Officially fall arrives weather-wise on September 1st according to NOAA & the National Weather Service.  Traditionally of course we think of it starting with the Autumnal Equinox late next week.  Regardless, as meteorologists we consider summer to be June-July-August so let’s take a look back at Summer 2019.   The numbers might surprise you.

First, let’s get this out of the way…


That includes both urban and rural areas.  Even now I’ve seen people claim this was a “cool summer” or a “terrible summer” on social media.  That’s a ridiculous claim and not supported by facts.


In many areas west of the Cascades, this summer was WARMER than any summer before 1958.  A better way to state this?  In the 1930s-50s this would have been considered one of the the warmest summers on record!  That shows how our summer climate has warmed over time.    First image includes lowlands west of the Cascades between the Coast Range and Cascades.  Second image is coastal areas.  Data from NCEI.

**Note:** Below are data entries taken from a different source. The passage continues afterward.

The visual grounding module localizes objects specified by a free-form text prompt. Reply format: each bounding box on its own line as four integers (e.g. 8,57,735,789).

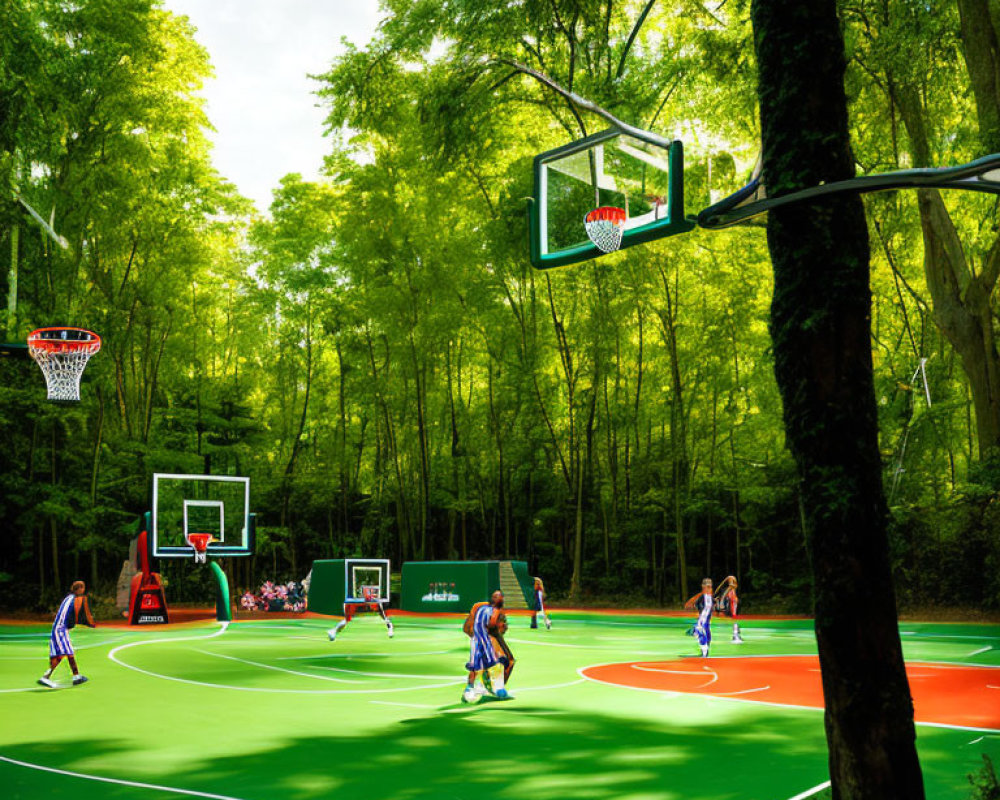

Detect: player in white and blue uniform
684,578,715,658
462,590,514,703
38,581,95,688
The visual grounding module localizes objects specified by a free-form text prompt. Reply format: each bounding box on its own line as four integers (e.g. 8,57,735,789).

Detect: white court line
514,678,585,694
788,781,830,800
195,648,366,683
0,756,246,800
310,662,455,683
368,700,437,708
630,664,711,678
631,664,719,689
507,637,677,658
709,684,771,697
108,627,465,694
275,646,454,661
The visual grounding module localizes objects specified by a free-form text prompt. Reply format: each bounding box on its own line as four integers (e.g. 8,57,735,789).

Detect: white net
583,206,625,253
28,342,100,403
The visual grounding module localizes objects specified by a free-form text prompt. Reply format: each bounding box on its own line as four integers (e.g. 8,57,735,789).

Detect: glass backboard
531,128,695,269
149,473,254,558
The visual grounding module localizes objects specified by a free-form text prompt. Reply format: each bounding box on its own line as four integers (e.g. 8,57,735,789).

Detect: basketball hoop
583,206,626,253
184,533,215,564
28,328,101,403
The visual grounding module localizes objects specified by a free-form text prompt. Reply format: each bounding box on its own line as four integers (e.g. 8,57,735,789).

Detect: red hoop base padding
344,603,382,622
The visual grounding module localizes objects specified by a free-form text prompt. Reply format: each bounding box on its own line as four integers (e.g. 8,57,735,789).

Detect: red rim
584,206,625,222
28,326,101,353
188,533,214,553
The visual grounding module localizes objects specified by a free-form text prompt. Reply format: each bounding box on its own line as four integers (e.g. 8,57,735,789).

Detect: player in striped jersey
38,581,96,688
462,590,514,703
684,578,715,658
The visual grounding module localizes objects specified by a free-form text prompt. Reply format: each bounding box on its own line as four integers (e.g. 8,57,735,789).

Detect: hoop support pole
209,561,233,622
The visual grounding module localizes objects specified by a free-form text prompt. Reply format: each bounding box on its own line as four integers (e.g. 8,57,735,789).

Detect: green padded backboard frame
529,128,695,269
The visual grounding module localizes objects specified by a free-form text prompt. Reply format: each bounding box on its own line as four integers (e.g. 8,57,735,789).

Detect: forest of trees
0,0,1000,611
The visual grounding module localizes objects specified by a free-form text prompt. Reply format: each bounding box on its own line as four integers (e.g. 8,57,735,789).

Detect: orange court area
580,655,1000,730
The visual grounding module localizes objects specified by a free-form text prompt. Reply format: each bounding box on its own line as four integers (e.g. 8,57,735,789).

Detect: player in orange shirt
531,578,552,631
717,575,743,644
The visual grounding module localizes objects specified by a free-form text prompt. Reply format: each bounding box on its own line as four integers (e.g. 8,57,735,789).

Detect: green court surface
0,612,1000,800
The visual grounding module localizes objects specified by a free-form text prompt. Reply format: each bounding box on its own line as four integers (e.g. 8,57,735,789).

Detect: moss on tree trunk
752,0,924,800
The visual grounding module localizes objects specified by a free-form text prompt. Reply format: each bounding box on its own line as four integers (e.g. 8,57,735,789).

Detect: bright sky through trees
163,0,378,211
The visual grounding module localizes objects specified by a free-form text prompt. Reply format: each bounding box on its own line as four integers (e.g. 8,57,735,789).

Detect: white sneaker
326,620,347,642
462,688,482,703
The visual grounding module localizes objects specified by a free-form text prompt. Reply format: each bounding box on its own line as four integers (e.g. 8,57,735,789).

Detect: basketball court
0,610,1000,800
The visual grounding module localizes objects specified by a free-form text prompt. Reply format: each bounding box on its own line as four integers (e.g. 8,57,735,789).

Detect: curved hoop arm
697,153,1000,230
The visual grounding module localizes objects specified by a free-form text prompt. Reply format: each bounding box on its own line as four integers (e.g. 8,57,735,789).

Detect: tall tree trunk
751,0,924,800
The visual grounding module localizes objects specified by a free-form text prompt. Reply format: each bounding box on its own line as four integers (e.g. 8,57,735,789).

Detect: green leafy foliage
0,0,1000,611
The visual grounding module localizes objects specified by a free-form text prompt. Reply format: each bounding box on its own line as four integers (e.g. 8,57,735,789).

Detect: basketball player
531,578,552,631
462,589,514,703
38,581,97,689
719,575,743,644
684,578,715,658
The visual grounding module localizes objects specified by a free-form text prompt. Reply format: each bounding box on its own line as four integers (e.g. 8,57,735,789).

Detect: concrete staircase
500,561,528,609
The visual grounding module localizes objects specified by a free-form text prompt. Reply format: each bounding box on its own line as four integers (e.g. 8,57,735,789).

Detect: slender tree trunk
751,0,924,800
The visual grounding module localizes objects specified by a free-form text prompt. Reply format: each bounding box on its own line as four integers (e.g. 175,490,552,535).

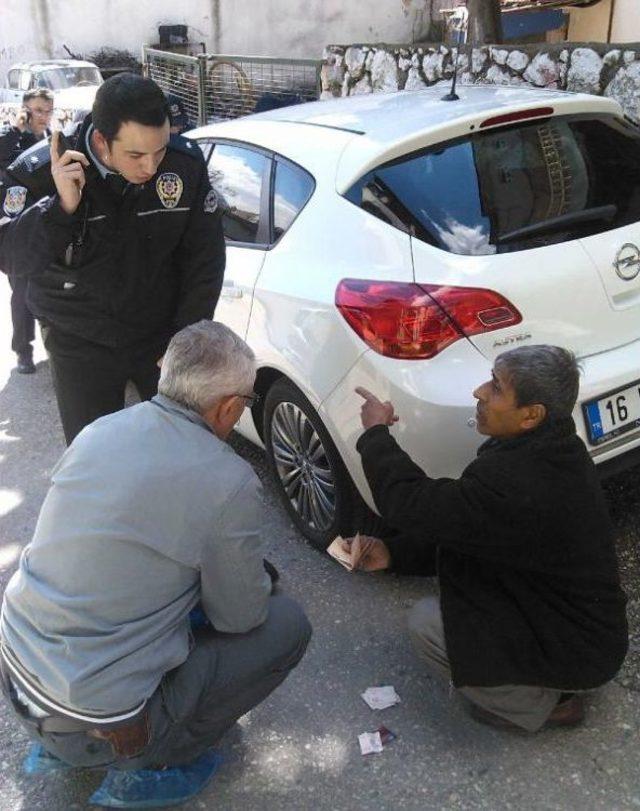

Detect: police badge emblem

Even though west of the Cascades it was in the top 1/3 of “warm summers”, this summer was COOLER than the past six.  The coolest since 2012.  That also tells you how crazy hot the past few summers have been.  This is likely the reason many of you think it was a “cool summer”.  But definitely not.  In fact check out the 80 degree days in Portland; a bit above average so far

80 Degree Days Yearly


Warm nights were the rule this summer.  Of course in the urban areas it’s hard to chart long-term climate trends for low temps since cities turn warmer as they grow.  I covered that in a post earlier this summer.  But even in rural areas there were plenty of warm nights.  Part of it was due to cloud cover, some likely due to the return of a warm “blob” of water in the Eastern Pacific, and some due to a warm airmass in general.  Here are the PDX numbers, of course heavily influenced by the urban heat island

60 Degree Nights Portland


It SEEMS like we had more partly cloudy or cloudy days right?  Especially in early-mid July.  I think that may be where the feeling of a “slow start to summer” began.  That said, if we take all of June through August, we saw FEWER totally cloudy days than average.  And a normal number of clear days.   Anecdotally I would say that’s true.  Many of our marine pushes off the Pacific Ocean were weak this entire warm season.  Fewer thick morning cloud cover days but maybe more partly cloudy days in the afternoons?  Just a guess.

Mark Cloudy Days Summer


No heatwaves!  This was a strange one.  We had two very hot days in early June, then two more at the end of August.  Otherwise no extended periods of hot weather.  Many times from late June onward the models tried to push a hot upper-level ridge in over us.  But it only happened twice. It was continuously mild to warm but no long stretches of 90+ days.  In fact as of today we’ve seen just 11 days at/above 90 degrees.  That’s FAR less than recent years.  That’s also a little below the 13-14 day average.

90 Degree Days Summer Heat


Remember those dramatic predictions of “another smoky summer ahead” by some in media and elsewhere?  I remember thinking at the time that it all depends on what happens DURING the summer, not leading up to summer (a dry late spring).  Sure enough, we had occasional cooldowns and even some showers here and there to keep things in check.  It shows you how important the heatwaves are (plus lightning) in getting the big fires started and growing.  As of right now, this fire season is pretty much dead.  Fuel moisture on the western side of the Mt. Hood National Forecast is at a record high for this time of year too.  So far, less than 200,000 acres have burned in Oregon and Washington; the lowest number since at least 2010.  I have a feeling that isn’t going to change much over the next three weeks.